Mixing & Matching the Best of Two Worlds

The Best of two worlds being:

Our productivity speed (quickly developing functionality - via Python)
Our code’s performance (reducing the execution time and space - via C/C++)

In this post, we explore some well known methods of injecting compiled C/C++ modules into Python code - but not the actual implementation for each method. The actual implementation will be covered in detail in future posts using these methods discovered.

Python may be built on C, but it may come to no surprise to most programmers when they hear how much fast C/C++ is compared to Python.

This, however does not mean that when it comes down to performance, that we would have to abandon our Pythonic ways.

Some methods of getting C/C++ into our Python environment have been addressed in this Stack Overflow post. This post gives us several rabbit holes to deep dive into:

Extending the Python API

This would be considered the most convoluted method step-wise). Ultimately, it’s not a naive implementation and there are faster methods to go about injecting C/C++ functions into your Python code. Also it’s also noted:

The C extension interface is specific to CPython, and extension modules do not work on other Python implementations.

Swig

This seems to be the popular method to transition our C/C++ code to be used in Python. With Swig you write your C++ code and an interface file. You then build the interface file using Swig, then compile with g++ to produce the .so file which python can detect as an importable module.

CFFI

libffi is notoriously messy to install and use — to the point that CPython includes its own copy to avoid relying on external packages. CFFI does the same for Windows, but not for other platforms (which should have their own working libffi’s). Modern Linuxes work out of the box thanks to pkg-config. Here are some (user-supplied) instructions for other platforms.

This inspires a little less confidence in ease of setup across different environments.

Boost.Python

Recent versions of Boost in their examples provided seem to inspire confidence in its simplicity/ease of use. What another person has to say:

PROS: It’s a very complete library. It allows you to do almost everything that is possible with the C-API, but in C++. I never had to write a C-API code with this library. I also never encountered a bug due to the library. Code for bindings either works like a charm or refuses to compile.

It’s probably one of the best solutions currently available if you already have some C++ library to bind. But if you only have a small C function to rewrite, I would probably stick with Cython.

CONS: if you don’t have a precompiled Boost.Python library you’re going to need to use Bjam (to build it instead of make).
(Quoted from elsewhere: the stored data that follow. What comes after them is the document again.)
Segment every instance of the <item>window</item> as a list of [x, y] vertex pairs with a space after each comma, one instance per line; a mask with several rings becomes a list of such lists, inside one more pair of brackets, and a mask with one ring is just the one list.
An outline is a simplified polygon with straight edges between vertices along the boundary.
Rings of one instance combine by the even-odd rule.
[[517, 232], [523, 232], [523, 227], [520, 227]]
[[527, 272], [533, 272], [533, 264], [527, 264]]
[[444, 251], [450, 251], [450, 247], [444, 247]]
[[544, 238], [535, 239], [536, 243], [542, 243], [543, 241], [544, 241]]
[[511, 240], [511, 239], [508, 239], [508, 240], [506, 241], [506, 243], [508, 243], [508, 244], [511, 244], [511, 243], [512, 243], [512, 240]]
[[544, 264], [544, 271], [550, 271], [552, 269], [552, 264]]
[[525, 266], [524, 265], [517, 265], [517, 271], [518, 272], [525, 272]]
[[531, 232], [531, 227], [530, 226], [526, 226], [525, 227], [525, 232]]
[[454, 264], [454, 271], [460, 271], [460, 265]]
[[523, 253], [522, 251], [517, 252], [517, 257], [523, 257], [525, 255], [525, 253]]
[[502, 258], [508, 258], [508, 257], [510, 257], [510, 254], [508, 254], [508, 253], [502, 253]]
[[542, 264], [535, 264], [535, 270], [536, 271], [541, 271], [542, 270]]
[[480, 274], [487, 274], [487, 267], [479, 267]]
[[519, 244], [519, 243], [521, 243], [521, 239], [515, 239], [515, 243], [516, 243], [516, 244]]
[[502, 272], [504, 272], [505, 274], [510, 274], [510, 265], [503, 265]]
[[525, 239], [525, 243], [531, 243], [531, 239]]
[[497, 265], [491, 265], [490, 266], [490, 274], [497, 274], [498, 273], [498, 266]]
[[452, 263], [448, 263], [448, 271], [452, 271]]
Python libraries created with Boost.Python tend to become obese. It also takes a lot of time to compile them.

Cython

If you have no C/C++ background this might actually be a more suitable solution! Based on the examples in Cython, it uses Python syntax to create C/C++ functions. This is done inline with the interpreter (as shown in the Jupyter Notebook examples - where %load_ext Cython is all that needs to be called). This requires no compilation step from the developer and Cython in general is often a quick means to just throwing your original Python code at for faster execution times (most times, producing faster variants than with the original Python interpreter). Of course, there are many times where Cython can’t readily optimize Python code without some modifications from the developer-end. This might be considered the easiest-to-use option, however we’re not really writing C/C++ code directly.

PyBind11

PyBind11 boasts of its ease-of-use and simplicity:

Its goals and syntax are similar to the excellent Boost.Python library by David Abrahams: to minimize boilerplate code in traditional extension modules by inferring type information using compile-time introspection.
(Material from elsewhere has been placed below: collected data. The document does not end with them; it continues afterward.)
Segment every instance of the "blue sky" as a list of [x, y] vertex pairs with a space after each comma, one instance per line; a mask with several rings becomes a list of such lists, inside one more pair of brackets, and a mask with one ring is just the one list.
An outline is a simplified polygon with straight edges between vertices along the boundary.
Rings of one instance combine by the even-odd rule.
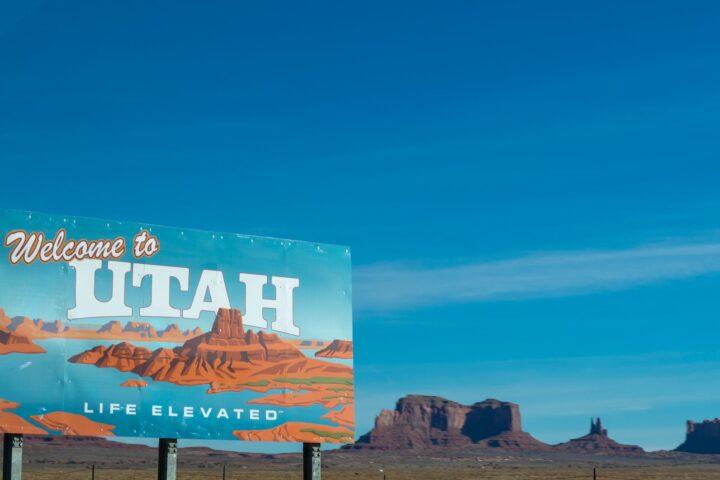
[[350, 245], [359, 431], [674, 447], [720, 415], [720, 6], [497, 3], [6, 2], [0, 204]]

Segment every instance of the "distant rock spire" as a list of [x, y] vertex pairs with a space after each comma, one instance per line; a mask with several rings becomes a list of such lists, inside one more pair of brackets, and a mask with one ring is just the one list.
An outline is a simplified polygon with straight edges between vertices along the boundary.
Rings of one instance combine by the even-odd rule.
[[590, 435], [601, 435], [603, 437], [608, 436], [608, 431], [606, 428], [603, 428], [600, 417], [597, 419], [590, 418]]
[[569, 442], [555, 445], [558, 450], [567, 452], [612, 453], [623, 455], [642, 454], [643, 449], [637, 445], [624, 445], [608, 436], [607, 429], [603, 428], [600, 418], [590, 419], [590, 433], [580, 438], [573, 438]]

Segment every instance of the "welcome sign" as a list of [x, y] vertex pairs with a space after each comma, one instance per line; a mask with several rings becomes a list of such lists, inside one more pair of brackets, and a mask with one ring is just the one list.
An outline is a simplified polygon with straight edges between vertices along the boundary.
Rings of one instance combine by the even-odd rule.
[[349, 443], [350, 251], [0, 211], [0, 430]]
It claims to provide some benefits over the Boost.Python:

The main issue with Boost.Python—and the reason for creating such a similar project—is Boost. Boost is an enormously large and complex suite of utility libraries that works with almost every C++ compiler in existence. This compatibility has its cost: arcane template tricks and workarounds are necessary to support the oldest and buggiest of compiler specimens. Now that C++11-compatible compilers are widely available, this heavy machinery has become an excessively large and unnecessary dependency.

Think of this library as a tiny self-contained version of Boost.Python with everything stripped away that isn’t relevant for binding generation. Without comments, the core header files only require ~4K lines of code and depends on Python (2.7 or 3.x, or PyPy2.7 >= 5.7) and the C++ standard library.

Conclusion

Swig, Boost.Python, PyBind11 and Cython seem to be viable routes for quickly injecting C/C++ code into our Python solutions.
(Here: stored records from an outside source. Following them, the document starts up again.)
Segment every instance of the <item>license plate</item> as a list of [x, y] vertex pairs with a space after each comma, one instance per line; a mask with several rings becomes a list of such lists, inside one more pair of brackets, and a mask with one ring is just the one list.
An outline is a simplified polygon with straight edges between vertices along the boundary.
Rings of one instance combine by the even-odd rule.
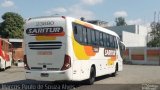
[[52, 55], [52, 51], [38, 51], [38, 55]]
[[48, 77], [49, 74], [48, 73], [41, 73], [41, 77]]

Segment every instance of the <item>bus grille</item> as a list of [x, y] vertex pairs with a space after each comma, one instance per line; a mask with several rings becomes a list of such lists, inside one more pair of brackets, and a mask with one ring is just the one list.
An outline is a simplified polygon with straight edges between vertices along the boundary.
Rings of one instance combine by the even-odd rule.
[[62, 42], [29, 42], [28, 46], [34, 50], [60, 49]]
[[[31, 67], [31, 70], [43, 70], [42, 67]], [[59, 68], [47, 68], [48, 71], [58, 71], [60, 70]]]

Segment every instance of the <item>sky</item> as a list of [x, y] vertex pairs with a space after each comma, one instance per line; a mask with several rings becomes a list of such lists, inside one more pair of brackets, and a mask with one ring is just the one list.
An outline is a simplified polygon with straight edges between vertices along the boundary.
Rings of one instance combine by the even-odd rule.
[[122, 16], [129, 25], [148, 25], [155, 12], [156, 20], [160, 16], [160, 0], [0, 0], [0, 17], [5, 12], [16, 12], [25, 19], [55, 14], [84, 17], [109, 25]]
Cython requires moving Python code over to its environment and utilizing unique syntax to specify C/C++ characteristics (but not using C/C++ syntax directly).

Swig lets us write compile modules in C/C++. We create an interface file specifying what to import and run swig with this interface file. Then the .cpp files seem to be compiled similarly to how Boost.Python would be compiled.

Boost.Python offers simplicity and ease-of-use: building and compiling C/C++ code to be used in Python modules.

PyBind11 claims to remove a vast majority of bloat associated with the Boost library, so if the C/C++ functionality we were implementing wasn’t utilizing Boost in the first place, this provides the more stripped-down, lightweight method.